My first novel was published in 2004, and it was only last year that I decided to take the plunge and become freelance. So while I wouldn’t say it’s been a difficult road, it’s been fairly slow and steady!


Tell us about being a woman writer in the world of science fiction, and tie-in fiction? Is it a Boy’s Club, really? Or has that changed?

It is substantially better than when I started out (I was, for example, the only woman in my university Doctor Who society)! To some extent, things were already changing (nobody has ever tried to harass me at a convention), but there are types of science fiction that were already a closed book to me. Comics, for example, felt like it was boys only, so did Star Wars. I’m sad I never felt comfortable getting into those spaces, not least because I think it would be fun to work in them.

I found the literary sf world a little difficult to negotiate at first, but I think that was chiefly because I was working in tie-in fiction, rather than because I was a woman, and I sometimes got the sense that tie-in writing was considered slightly down the geek hierarchy. That has changed massively in the last five or ten years, and I only ever get a positive reception now. I want to emphasize that this wasn’t universal, just one or two odd encounters, and most people were interested, curious, and welcoming.

Some people have been very good to me at certain moments in my career, and it’s made a massive difference to me. Gary Russell, for example, gave me my ‘in’ on both the Doctor Who novels and at Big Finish. And other colleagues, very recently, have put my name forwards for, e.g. radio slots because they knew it would make a big difference for me at this point in my career.

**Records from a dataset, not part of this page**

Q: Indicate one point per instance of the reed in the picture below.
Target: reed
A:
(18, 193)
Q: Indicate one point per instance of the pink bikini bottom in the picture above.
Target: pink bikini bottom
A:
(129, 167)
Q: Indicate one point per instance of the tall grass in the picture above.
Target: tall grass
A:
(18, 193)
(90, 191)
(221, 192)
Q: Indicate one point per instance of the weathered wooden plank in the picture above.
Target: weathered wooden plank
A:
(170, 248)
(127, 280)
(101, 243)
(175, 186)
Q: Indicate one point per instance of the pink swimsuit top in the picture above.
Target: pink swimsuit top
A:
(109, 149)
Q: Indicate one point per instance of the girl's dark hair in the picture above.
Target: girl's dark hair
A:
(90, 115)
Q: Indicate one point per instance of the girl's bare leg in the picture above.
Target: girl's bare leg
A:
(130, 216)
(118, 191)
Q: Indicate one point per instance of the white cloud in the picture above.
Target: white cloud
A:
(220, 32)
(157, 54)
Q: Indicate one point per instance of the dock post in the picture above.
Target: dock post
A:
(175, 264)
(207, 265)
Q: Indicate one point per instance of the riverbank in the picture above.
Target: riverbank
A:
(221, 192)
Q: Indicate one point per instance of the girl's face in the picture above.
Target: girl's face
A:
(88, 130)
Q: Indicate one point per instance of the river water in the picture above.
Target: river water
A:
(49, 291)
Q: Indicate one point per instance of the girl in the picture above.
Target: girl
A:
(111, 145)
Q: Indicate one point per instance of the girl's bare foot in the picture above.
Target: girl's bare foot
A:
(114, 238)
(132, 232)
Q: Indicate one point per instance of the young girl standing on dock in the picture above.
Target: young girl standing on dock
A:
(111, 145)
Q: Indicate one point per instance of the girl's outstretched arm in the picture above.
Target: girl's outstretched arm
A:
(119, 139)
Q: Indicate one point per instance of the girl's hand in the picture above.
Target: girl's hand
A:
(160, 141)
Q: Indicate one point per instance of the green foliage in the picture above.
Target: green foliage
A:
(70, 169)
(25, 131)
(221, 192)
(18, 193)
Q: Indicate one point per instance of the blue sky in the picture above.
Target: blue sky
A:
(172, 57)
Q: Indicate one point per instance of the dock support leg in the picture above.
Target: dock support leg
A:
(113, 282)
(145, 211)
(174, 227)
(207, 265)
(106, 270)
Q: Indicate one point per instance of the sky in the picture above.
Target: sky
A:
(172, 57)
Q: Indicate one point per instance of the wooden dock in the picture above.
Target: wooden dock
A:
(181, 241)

I think I was entering the sf world as a woman writer at exactly the right time. So much work had been done by the generation of second-wave feminists to clear the decks for my generation. I was able to say, “Well, no, I like tv sf and I like writing fanfiction, and I’m not going to apologise for that, and I don’t particularly feel the need to justify my tastes. Have you considered reading or writing beyond the familiar?”

I have certainly benefited from the general move to commission diverse voices (I am often the first or second woman to get a writer credit on a property!), and I have also dodged the worst of online misbehaviour. Some of the younger women coming through, for example, Doctor Who fandom, face a level of hostility online that I never received coming through. It’s not in any way OK.



What are you going to write next? Are you going to be working in the same vein? What can we expect to read?

I love writing franchise fiction, and will happily return to my familiar worlds and others given the chance!

I published a novella last year, The Undefeated, set in my “own” world, and I’m very keen to go back to that and tell more stories there. I would like to write more fiction setting in my “own” settings, and now that I’m writing full-time, I hope to be able to do that.


Finally… tell us something surprising about yourself that your readers might not already know!

My mind always goes blank with questions like this! I think I am pretty much how I present: I spend most of my time writing, and when I’m not writing, I’m reading! Er, I don’t have a formal qualification in English Literature beyond GCSE? That’s the best I can manage!